Spiritual jingoism – Part 2 (Even sincere seekers can get enticed by the allurements of spiritual jingoism)

Among the claimants for spirituality, there are very few who sincerely believe in their own claim and then take their stand by it. Most of them are self-deceived. Such persons deceive themselves before they start deceiving others. But even if they are thoroughly self-deceived, they can wriggle their way out from the tentacles of spiritual jingoism as soon as they discover that they had overestimated their own spiritual achievements. There is a faint ray of hope for their coming around to the Truth because they are not consciously dishonest. On the other hand, conscious and deliberate impostors in the field of spirituality are at once the most confirmed culprits and the most piteous victims. They get stuck deeper and deeper in the quagmire of their own creation until everyone, including themselves, loses all hope of their redemption.

It is of no use to attribute motives to the conscious impostor or fraudulent claimant of spirituality. The inner spiritual path is narrow and difficult. Even sincere seekers can become enticed by the allurements of spiritual jingoism before they become aware that they have fallen. But they may have the advantage of a timely beacon light flashed forth by some Perfect Master. The line dividing the true from the false on the steep path to Truth is so narrow that it has almost no dimensions.

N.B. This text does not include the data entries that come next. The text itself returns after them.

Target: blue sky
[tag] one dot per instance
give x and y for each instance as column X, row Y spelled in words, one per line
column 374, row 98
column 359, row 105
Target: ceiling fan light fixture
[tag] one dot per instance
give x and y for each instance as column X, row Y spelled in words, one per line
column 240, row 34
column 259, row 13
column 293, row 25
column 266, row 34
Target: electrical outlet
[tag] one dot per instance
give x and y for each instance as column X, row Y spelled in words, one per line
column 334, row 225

Let us put the most charitable construction upon spiritual jingoism. It can entice even sincere souls who fail to be constantly alert on the Path. The process of realization appears to be a process of becoming what one apparently is not. It seems like a movement from where you are to where you are not. To give conscious direction to this process it is necessary not only to have a perception of the goal, but also to dramatize our transport to it in imagination. For example, a person who wished to go to London makes preparations after visualizing all the vicissitudes of the journey. To this inevitable process we must add the consideration that the realistic position where he is actually stationed is itself a creation of his imagination. It is very natural for a person to take imagination for reality and to believe that he has realized in his search what he has only imagined.